Notes on Chapter 6:

1. This was subsequently expanded to Mutual Assured Destruction, or MAD; what the late Herman Kahn called "a suicide pact" in his seminal work On Thermonuclear War.

2. The story is told that in the first days of McNamara's tenure as Secretary of Defense, he invited the Commander in Chief of the Strategic Air Command (SAC) to explain the US strategic war plan (known as the Single Integrated Operational Plan or SIOP). After the review, McNamara said in horror "General, that's not a war plan! All you have is a kind of horrible spasm."

3. This is presumably one reason for Soviet opposition to the Reagan SDI studies.

4. The "madman with a missile" scenario was first discussed by Herman Kahn. For a time after 1970 it was not taken seriously, but the rise of Khadafi and the Ayotolah Khomeni have given it a renewed attention. We now have the requirement for Northern/Southern Hemisphere deterrence. Defense against ballistic missiles will be necessary even if glasnost and perestroika are entirely successful.

5. Such satellites are, of course, vulnerable to attack. However, their destruction would provide unambiguous warning of immanent attack.

6. One approach to vectored energy weapons is to employ debris, steel slugs, or other physical objects -- a sort of atomic grapeshot. Another is to focus radiant energy.

7. As of 1988, the Soviet Union continues to require every citizen to undertake some thirty hours of instruction in civil defense, and maintains a system of fallout shelters. It is said that the Soviet population doesn't take this training seriously.

8. One of the most far reaching decisions made by McNamara was canceling the highly successful X Programs in the name of arms control. This action was consistent with the theory of arms control: the X projects were a continual source of new military technology. New military technology is precisely what arms controllers don’t want.

9. It is very important to understand that the alternatives to strategic defense are grim: one must either adopt a policy of launch on early warning, or watch deterrence fail as the enemy realizes he can overcome the retaliatory force with a properly planned first strike.

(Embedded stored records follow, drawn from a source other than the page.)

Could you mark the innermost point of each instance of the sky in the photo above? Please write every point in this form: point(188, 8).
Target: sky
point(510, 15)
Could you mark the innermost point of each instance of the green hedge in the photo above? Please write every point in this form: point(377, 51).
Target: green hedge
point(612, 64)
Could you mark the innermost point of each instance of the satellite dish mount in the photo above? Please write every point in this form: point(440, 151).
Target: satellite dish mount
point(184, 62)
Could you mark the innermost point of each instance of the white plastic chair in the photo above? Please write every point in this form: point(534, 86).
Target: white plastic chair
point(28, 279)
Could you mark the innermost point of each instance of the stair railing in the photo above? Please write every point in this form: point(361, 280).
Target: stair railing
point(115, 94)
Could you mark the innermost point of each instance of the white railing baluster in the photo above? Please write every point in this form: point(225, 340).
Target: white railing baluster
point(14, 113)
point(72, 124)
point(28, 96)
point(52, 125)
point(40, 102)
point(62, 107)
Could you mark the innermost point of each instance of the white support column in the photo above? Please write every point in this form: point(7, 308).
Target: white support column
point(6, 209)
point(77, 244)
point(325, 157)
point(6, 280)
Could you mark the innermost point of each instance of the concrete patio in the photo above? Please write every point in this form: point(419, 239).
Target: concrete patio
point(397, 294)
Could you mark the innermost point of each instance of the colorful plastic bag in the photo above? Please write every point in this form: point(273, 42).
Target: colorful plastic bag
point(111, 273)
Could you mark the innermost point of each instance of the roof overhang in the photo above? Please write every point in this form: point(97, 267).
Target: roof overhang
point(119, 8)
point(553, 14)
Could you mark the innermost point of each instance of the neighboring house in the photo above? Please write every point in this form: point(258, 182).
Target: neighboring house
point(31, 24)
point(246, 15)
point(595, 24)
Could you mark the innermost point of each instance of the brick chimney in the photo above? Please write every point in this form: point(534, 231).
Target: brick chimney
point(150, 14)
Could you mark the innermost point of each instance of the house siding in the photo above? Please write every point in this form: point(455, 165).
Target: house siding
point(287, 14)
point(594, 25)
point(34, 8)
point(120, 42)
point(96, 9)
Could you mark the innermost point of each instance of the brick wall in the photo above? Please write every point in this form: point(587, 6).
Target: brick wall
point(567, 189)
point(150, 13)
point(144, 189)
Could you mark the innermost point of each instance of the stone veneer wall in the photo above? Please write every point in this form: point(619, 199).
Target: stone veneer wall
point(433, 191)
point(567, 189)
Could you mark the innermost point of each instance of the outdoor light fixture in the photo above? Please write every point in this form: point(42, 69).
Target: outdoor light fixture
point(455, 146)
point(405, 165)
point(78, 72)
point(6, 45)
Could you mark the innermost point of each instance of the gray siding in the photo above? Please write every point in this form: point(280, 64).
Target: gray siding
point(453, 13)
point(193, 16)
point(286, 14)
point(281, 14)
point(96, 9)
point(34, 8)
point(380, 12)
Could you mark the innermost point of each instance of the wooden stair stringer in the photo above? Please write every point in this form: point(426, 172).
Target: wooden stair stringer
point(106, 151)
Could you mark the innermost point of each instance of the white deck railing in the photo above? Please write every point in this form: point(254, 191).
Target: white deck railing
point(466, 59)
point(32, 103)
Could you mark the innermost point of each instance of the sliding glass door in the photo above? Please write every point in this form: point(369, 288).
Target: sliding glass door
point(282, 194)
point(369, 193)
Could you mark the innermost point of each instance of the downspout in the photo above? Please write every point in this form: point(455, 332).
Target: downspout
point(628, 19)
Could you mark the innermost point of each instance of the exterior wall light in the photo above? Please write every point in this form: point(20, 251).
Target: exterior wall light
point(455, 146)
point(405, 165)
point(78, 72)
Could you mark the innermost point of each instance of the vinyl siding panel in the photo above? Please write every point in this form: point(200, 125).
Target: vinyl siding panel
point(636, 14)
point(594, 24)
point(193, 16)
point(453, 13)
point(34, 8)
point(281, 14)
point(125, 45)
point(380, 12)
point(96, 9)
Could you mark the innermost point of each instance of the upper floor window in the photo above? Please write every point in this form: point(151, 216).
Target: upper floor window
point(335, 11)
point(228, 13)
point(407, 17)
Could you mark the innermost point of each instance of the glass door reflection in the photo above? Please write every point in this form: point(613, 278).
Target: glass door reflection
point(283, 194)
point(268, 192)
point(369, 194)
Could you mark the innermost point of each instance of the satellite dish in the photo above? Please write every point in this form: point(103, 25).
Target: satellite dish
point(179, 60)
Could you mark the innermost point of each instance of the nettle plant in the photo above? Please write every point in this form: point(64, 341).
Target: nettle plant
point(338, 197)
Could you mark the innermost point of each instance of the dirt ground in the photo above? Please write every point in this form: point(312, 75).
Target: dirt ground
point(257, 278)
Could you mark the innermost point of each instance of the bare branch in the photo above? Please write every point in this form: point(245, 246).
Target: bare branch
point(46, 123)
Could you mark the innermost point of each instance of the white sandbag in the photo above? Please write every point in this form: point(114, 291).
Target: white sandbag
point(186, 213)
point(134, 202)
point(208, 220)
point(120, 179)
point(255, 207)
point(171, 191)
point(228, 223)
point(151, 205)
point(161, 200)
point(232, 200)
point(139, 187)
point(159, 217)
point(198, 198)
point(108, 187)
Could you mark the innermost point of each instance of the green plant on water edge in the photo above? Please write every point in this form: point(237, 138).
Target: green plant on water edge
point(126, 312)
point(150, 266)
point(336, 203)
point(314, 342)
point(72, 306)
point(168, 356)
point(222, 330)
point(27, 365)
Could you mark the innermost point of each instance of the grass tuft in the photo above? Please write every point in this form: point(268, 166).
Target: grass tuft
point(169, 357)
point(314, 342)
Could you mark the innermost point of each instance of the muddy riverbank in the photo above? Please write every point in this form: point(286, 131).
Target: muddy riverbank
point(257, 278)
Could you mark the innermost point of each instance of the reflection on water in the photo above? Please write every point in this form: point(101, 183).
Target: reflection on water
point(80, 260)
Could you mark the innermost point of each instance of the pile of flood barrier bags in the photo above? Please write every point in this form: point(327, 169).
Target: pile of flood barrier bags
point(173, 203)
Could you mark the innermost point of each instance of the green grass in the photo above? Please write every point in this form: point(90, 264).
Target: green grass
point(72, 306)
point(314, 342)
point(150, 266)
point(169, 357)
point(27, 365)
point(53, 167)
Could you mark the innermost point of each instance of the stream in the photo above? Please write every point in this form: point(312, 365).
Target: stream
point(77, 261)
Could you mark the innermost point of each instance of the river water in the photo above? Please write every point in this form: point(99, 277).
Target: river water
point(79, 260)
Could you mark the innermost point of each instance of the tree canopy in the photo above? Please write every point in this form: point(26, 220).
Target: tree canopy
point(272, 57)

Launch on early warning is dangerous and destabilizing policy, and even that can be defeated with a well planned pin-down strike.

10. As access to space becomes cheaper, such weapons become more feasible. Ultimately such defenses would be in orbit.

11. There have been many scientific breakthroughs since this was written in 1969. These have led to dramatic developments in laser technology, used for detecting, tracking, and killing enemy missiles; development of tiny computers for on-board guidance of kinetic energy weapons; technology for construction of both ground and space-based mirrors for directing beamed energy; etc.